Pero dónde los hombres?
Rafael Alberti
Quando o meu olhar regressa ao tempo e aos homens que encontrei quando nasci, com quem fui crescendo e vi morrer; quando lembro os que povoaram o tempo que vivi e vão partindo; esses homens parecem-me cada vez mais uns oásis num deserto que não pára de crescer.
Para explicar esse deserto, uma palavra-chave é ‘amnésia’. Invasiva, infecciosa como um vírus, que apaga o exemplo edificante dum passado cuja memória, nos livros e nas estátuas, alguns fanáticos querem derrubar.
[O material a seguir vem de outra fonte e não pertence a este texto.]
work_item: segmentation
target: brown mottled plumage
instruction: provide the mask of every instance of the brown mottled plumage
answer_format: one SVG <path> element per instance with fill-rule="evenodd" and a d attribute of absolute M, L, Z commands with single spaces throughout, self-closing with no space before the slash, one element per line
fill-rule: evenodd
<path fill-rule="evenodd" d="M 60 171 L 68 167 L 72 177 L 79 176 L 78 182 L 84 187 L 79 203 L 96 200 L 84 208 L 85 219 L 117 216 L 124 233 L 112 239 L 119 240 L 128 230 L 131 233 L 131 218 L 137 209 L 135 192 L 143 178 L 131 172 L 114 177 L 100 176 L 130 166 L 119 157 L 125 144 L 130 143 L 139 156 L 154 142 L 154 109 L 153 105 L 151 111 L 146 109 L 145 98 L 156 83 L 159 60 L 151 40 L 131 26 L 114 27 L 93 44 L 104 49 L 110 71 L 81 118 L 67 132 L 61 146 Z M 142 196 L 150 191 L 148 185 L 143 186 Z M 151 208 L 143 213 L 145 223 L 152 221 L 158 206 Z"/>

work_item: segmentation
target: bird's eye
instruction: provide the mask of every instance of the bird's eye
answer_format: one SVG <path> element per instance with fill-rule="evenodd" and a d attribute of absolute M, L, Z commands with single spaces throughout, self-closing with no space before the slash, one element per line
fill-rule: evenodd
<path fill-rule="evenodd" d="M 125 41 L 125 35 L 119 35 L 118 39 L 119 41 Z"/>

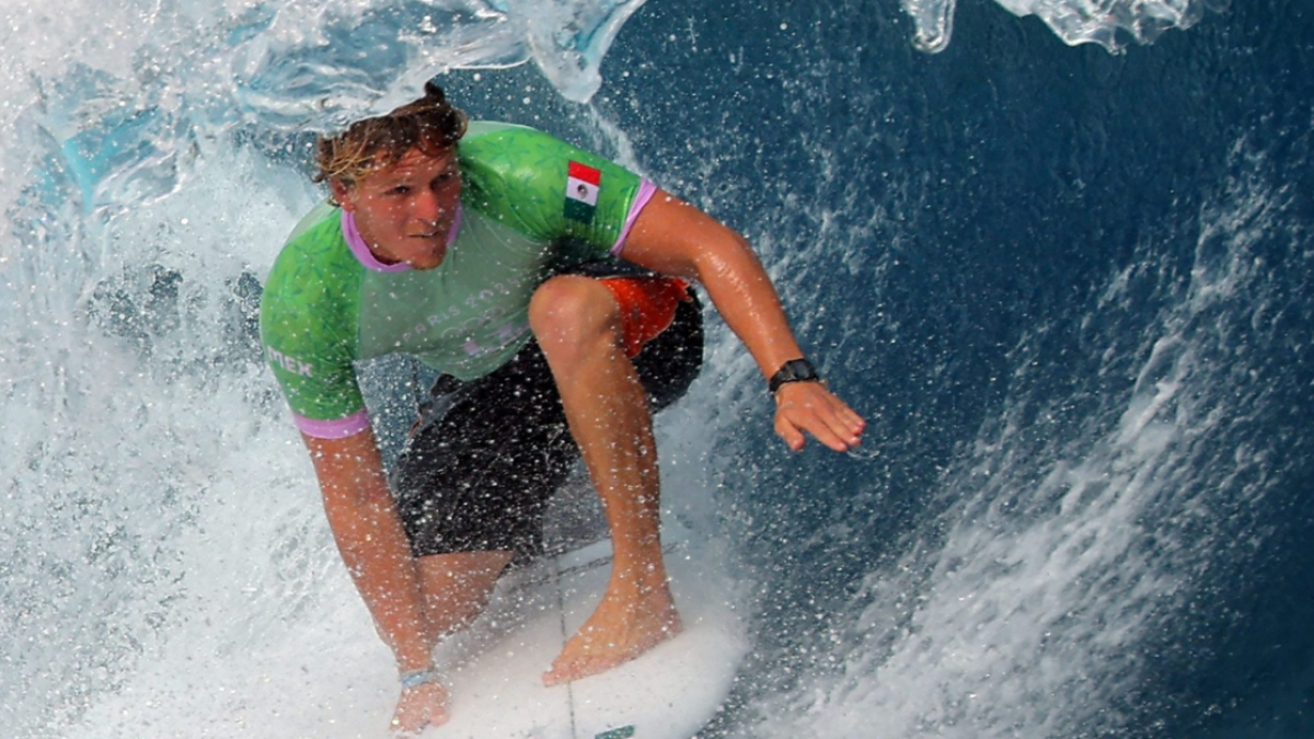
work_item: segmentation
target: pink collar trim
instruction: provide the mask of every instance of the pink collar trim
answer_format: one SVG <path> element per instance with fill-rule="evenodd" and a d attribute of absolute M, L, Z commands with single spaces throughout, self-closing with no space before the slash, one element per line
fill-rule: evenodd
<path fill-rule="evenodd" d="M 447 231 L 447 247 L 451 249 L 452 243 L 456 242 L 456 234 L 461 230 L 461 213 L 465 209 L 460 205 L 456 206 L 456 217 L 452 218 L 452 227 Z M 374 252 L 369 250 L 365 245 L 365 239 L 360 238 L 360 229 L 356 227 L 356 217 L 346 210 L 342 212 L 342 235 L 347 239 L 347 246 L 351 252 L 356 256 L 356 260 L 365 266 L 367 270 L 374 272 L 406 272 L 411 268 L 410 264 L 405 262 L 398 262 L 397 264 L 384 264 L 374 256 Z"/>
Amnésia cultivada na escola, como escreveu sem que o ouvissem João Lobo Antunes, um desses homens que faltam neste tempo, de uma espécie que em momentos de desesperança como o de hoje parecem em vias de extinção.
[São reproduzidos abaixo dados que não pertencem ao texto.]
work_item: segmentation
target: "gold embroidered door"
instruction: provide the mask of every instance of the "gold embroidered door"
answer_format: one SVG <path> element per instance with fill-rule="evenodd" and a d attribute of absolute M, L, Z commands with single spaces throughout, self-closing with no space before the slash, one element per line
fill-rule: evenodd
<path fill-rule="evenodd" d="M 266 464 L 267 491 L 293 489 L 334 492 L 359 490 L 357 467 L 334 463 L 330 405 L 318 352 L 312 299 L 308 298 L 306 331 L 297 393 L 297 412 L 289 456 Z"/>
Partiu agora um amigo que foi um dos últimos Editores dignos desse nome.
Teve um projeto e fez obra. Com um estilo próprio – que, se não o tivesse, não seria obra. O que abunda agora são grupos, com vários ‘responsáveis editoriais’, empregados de empresários e editores independentes indistintos.
Esse amigo semeou cultura durante anos, com uma intervenção editorial pensada, coerente no domínio do seu interesse intelectual – as ciências sociais e humanas, que então nasciam entre nós trazidas por um dos nossos raríssimos verdadeiros sociólogos, A. Sedas Nunes.
Ciências sociais essas traídas depois pela enxurrada de incultura e ideologia, que hoje se manifestam incontíveis. Como ele previra e ainda teve a mágoa de testemunhar
Biblioteca das Ciências Sociais Humanas’ foi o nome da coleção marcante que concebeu e dirigiu. Uma coleção pioneira, coerente, com os livros então fundamentais na especialidade, que soube selecionar e divulgar.
Fomos amigos sempre, mesmo quando divergimos em questões associativas. Convivemos num tempo breve, também na atividade que nos apaixonava, numa experiência que me enriqueceu. Editei um livro dele, que revela o homem culto, atento ao mundo, de uma liberdade livre – como a referiu António Ramos Rosa –, aberto à procura da verdade, com essa qualidade cada vez mais rara de não querer enganar-se a si próprio.
Perdoem-me terminar com algo que, sendo muito gratificante para mim, o revela num traço exemplar.
Quando lhe disse que ia criar a Gradiva nas condições em que, com um amigo, a fiz, sem um tostão, respondeu-me: «Só o posso encorajar, mas tenho que lhe dizer que sem recursos financeiros nem o Guilherme Valente o conseguirá fazer».
E fiz. Com todos os companheiros que estiveram e continuam comigo, praticamente todos, e a saudade dos que partiram para sempre.
E nunca nenhum amigo foi elogiando como ele, de viva voz e em ‘cartas’ expressivas, o que a Gradiva fez e é.
Francisco Espadinha de seu nome, Editor com caixa alta, com obra gravada na cultura do país.
Mais saudade nas saudades que me enchem.